でも一方で、いつもと違うことをお願いするときには、つい耳を澄まし、様子をうかがい、「大丈夫かな」と心配してしまいます。
特に本人が自分から離れているときは、
「きちんとできているだろうか」「困っていないだろうか」「周りに迷惑をかけていないだろうか」と、心が落ち着きません。
外出前は、時間を守れるように声をかけ、身だしなみを促し、忘れ物をチェック。
一緒に確認して送り出し、待ち合わせ場所を間違えていないかまで気になります。
きっとそのうち、待ち合わせ場所まで送っていくようになるんでしょうね。
心配しすぎても仕方がないとは分かっています。
でも、「またやっちゃった」と本人が落ち込まないように、できる限りサポートしたい。
そういう意味では、デイサービスやデイケアなど、専門職の方々にお任せできる時間はとてもありがたいです。
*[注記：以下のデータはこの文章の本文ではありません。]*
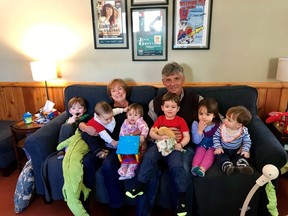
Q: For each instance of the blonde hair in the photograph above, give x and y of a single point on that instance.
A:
(79, 100)
(171, 97)
(137, 108)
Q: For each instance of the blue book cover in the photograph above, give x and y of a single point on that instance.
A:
(128, 145)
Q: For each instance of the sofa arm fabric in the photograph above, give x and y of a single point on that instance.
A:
(265, 149)
(41, 144)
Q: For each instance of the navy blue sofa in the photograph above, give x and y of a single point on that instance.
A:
(216, 193)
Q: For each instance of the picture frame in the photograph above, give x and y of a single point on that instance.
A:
(149, 34)
(109, 20)
(191, 24)
(148, 2)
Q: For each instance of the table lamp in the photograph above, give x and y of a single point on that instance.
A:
(282, 72)
(44, 71)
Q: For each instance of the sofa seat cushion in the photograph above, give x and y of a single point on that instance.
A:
(7, 154)
(227, 191)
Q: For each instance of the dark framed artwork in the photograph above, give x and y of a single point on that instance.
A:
(148, 2)
(149, 34)
(110, 24)
(191, 24)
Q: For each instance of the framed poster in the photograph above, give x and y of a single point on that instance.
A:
(149, 34)
(191, 24)
(148, 2)
(110, 24)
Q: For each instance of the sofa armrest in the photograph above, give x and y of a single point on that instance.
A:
(41, 144)
(266, 149)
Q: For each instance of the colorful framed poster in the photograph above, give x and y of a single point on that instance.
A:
(149, 34)
(110, 24)
(148, 2)
(192, 24)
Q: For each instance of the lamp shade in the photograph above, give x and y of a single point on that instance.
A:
(282, 69)
(43, 70)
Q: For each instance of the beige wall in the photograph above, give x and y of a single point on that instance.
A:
(247, 37)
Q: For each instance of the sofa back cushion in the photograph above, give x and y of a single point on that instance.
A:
(93, 94)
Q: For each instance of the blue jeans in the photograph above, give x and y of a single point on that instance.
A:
(146, 202)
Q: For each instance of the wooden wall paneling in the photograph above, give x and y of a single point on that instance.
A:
(272, 100)
(16, 98)
(3, 107)
(262, 92)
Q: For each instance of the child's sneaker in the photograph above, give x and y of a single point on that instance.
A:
(122, 171)
(60, 155)
(200, 172)
(194, 170)
(228, 168)
(137, 191)
(181, 210)
(131, 170)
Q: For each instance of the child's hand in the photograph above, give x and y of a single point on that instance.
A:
(137, 132)
(142, 139)
(163, 137)
(218, 151)
(178, 134)
(245, 154)
(201, 126)
(114, 143)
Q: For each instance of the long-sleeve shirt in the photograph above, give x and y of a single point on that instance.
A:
(241, 139)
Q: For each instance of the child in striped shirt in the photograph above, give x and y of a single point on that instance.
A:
(232, 142)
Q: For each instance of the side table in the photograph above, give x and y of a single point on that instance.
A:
(20, 131)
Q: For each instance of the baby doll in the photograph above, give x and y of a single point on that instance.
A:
(232, 141)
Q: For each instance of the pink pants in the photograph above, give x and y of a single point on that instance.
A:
(203, 157)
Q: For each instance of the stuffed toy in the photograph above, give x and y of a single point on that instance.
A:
(73, 173)
(280, 118)
(165, 146)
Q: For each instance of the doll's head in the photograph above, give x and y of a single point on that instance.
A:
(134, 112)
(77, 106)
(236, 117)
(104, 112)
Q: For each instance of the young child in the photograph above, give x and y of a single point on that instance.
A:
(174, 160)
(104, 119)
(77, 107)
(232, 141)
(133, 125)
(202, 135)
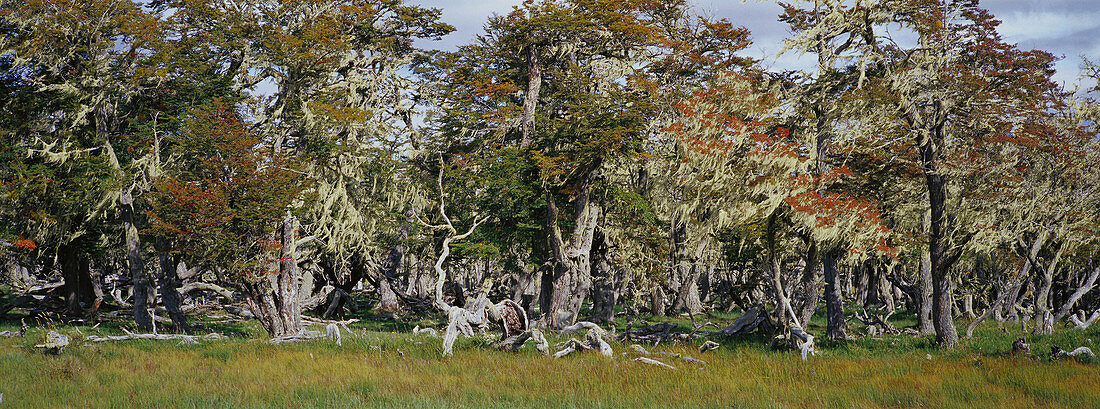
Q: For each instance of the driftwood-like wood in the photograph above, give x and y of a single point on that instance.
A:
(710, 345)
(425, 331)
(653, 362)
(1085, 324)
(651, 333)
(1057, 353)
(754, 319)
(301, 335)
(130, 335)
(593, 341)
(54, 343)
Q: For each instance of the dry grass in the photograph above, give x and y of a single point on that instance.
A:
(369, 372)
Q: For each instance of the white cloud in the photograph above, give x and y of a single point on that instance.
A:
(1031, 25)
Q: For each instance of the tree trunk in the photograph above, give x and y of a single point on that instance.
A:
(142, 287)
(531, 99)
(605, 282)
(168, 285)
(785, 313)
(836, 327)
(394, 262)
(75, 272)
(658, 299)
(274, 299)
(924, 305)
(571, 264)
(1085, 288)
(810, 295)
(1044, 320)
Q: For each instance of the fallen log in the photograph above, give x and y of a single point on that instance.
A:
(1057, 353)
(653, 333)
(190, 287)
(54, 343)
(301, 335)
(710, 345)
(653, 362)
(1085, 324)
(593, 341)
(752, 320)
(130, 335)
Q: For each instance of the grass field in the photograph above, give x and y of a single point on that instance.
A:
(384, 366)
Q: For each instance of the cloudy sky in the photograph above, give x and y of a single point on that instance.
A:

それでも、うちではこれまで築いてきた関係を大切に、できるうちは仲間たちの手を借りながら、楽しい時間を作っていきたいと思っています。
◆ おわりに
認知症の家族を支えるということは、「待つ」「受け止める」「切り替える」、そして「心配しながら見守る」の繰り返しです。
その中にある怒りも涙も、愛情の裏返し。
完璧じゃなくていい。
キレてしまう日があっても、心配しすぎて疲れてしまっても、また立ち直れたらそれでいい。
同じように頑張っている誰かの心が、少しでも軽くなればと思って書きました。